D4RL icon indicating copy to clipboard operation
D4RL copied to clipboard

Ways to recover trajectories in dataset

Open masonjar-source opened this issue 3 years ago • 2 comments

First, thank you for sharing the repo!

The dataset seems to consists of state-action pairs, is there a way to recover entire rollout of a policy?

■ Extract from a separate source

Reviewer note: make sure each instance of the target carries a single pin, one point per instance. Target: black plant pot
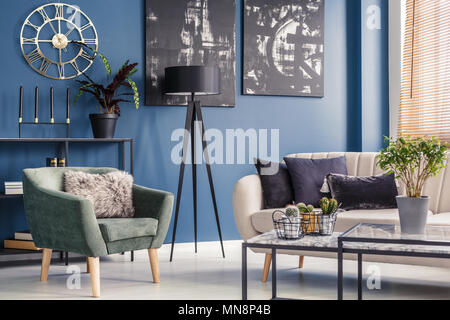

masonjar-source avatar Mar 18 '21 21:03 masonjar-source

I am not sure if there is a better idea to do this, but the way am extracting independent rollouts is by modifying the 'terminal' flags such that it detects when the current state doesn't correspond to the previous future state in the d4rl.qlearning_dataset

 # load d4rl qlearning dataset
dataset = d4rl.qlearning_dataset(env)
# detect terminal states
terminal_state = np.where(np.all(dataset['next_observations'][:-1] != dataset['observations'][1:], axis = 1))[0]
dataset['terminals'][terminal_state] = 1
dataset['terminals'][-1] = 1

Jarboui avatar Apr 15 '21 08:04 Jarboui

Hi,

You can try the following function, which will return an iterator through trajectories in the dataset: https://github.com/rail-berkeley/d4rl/blob/master/d4rl/init.py#L137

justinjfu avatar Apr 18 '21 03:04 justinjfu